Ghosted actually improved when it completely shifted the trajectory of the narrative and could have been renewed repeatedly based on episodes 10 through 15. Suddenly the audience was reoriented into shifting our perspective and seeing this agency in a national context as a laughing stock regardless of how effective we know that they were in earlier episodes. So it basically channeled the spirit of Veep meets Parks and Recreations: a government agency filled with well-intentioned misfits who never get respect. Basically Ghosted became Agents of S.H.I.E.L.D. without the respect and if more ordinary people were on staff. The introduction of Kevin Dunn grounded the humor of the series into something less gimmicky and opened the door for more than just retreading old ideas. It created a tension and a problem that could have fueled stories for ages. These six episodes started to utilize the rest of the cast more, especially Ally Walker, whom I haven’t seen since The Profiler! Walker played the ultra effective boss, but with this new approach, she could also appear to be an unhinged zealot, which led to some hilarious scenarios. Walker can do comedy! Andy Blitz, Greg Romero Wilson and Yimmy Yim started to share the comedy burden with the leads by throwing everything delightfully off kilter. It also opened the door to guest stars of actors with recognizable faces in comedy whose names that you probably don’t know: Sam Richardson, Mindy Sterling, Ken Marino, Brian Huskey and Brian Howe.

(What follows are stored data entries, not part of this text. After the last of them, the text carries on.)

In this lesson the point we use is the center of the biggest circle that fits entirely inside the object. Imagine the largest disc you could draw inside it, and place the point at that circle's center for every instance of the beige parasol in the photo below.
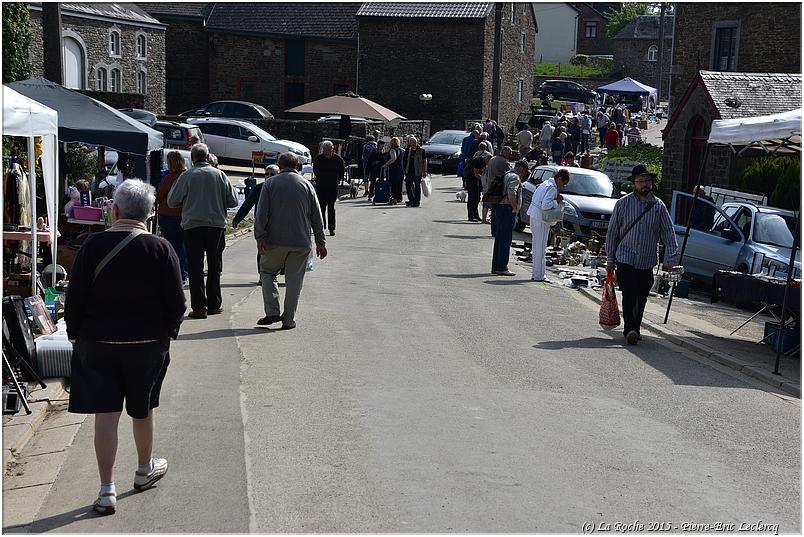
(347, 104)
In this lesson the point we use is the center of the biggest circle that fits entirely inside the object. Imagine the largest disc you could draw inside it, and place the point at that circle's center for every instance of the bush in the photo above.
(647, 154)
(779, 177)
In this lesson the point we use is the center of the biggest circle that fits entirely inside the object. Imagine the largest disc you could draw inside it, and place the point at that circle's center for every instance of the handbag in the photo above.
(427, 186)
(496, 190)
(609, 317)
(554, 215)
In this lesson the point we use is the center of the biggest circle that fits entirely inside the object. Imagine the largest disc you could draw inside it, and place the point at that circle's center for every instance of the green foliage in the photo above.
(617, 20)
(591, 70)
(16, 41)
(647, 154)
(780, 177)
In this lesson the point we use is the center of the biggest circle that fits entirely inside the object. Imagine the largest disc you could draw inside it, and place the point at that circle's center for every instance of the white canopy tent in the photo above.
(777, 133)
(27, 118)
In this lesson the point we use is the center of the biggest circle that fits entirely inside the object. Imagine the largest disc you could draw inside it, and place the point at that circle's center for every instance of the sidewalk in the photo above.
(705, 329)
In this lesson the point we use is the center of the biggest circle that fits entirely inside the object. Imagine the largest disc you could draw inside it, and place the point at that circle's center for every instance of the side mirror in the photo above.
(730, 234)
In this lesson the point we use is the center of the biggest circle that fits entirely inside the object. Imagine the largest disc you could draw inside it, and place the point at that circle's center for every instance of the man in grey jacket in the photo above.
(204, 193)
(287, 210)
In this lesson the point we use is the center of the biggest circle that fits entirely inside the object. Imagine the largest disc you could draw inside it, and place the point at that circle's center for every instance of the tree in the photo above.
(16, 41)
(617, 20)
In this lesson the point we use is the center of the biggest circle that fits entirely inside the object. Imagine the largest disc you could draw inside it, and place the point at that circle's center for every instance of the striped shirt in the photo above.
(638, 247)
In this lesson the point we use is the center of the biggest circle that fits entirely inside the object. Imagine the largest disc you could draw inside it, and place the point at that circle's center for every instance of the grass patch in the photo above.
(567, 69)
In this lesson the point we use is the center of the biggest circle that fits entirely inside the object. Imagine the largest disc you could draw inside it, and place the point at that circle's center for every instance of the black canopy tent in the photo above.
(777, 134)
(86, 120)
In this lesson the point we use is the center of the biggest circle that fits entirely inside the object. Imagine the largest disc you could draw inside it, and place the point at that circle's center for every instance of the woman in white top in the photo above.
(545, 198)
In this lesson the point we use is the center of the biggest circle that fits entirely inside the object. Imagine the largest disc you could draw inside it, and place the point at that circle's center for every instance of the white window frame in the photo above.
(104, 86)
(119, 72)
(115, 38)
(142, 87)
(144, 37)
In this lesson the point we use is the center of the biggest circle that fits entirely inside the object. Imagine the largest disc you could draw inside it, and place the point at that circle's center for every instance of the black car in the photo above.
(564, 90)
(443, 150)
(231, 109)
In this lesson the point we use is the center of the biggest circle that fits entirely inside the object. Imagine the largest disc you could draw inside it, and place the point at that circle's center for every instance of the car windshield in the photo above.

I didn’t mention Amber Stevens West earlier because she is basically the Marilyn Munster of Ghosted. She is unfortunately mostly defined by her relationships to others although she occasionally gets to just be her own person, a striver, with her own dreams and desires. She is also conventionally pretty. She never succeeded at fully stealing any scene unless it was deliberately allocated to her character, and show business is not easy for women of color so I hope that she starts throwing some elbows and seizing the spotlight.
I’m not saying that I ever laughed uncontrollably or even out loud, but Ghosted was moving in the right direction. It appears that FOX decided not to renew it, which is too bad, but understandable. I would have continued to watch it. I think that it had potential to grow.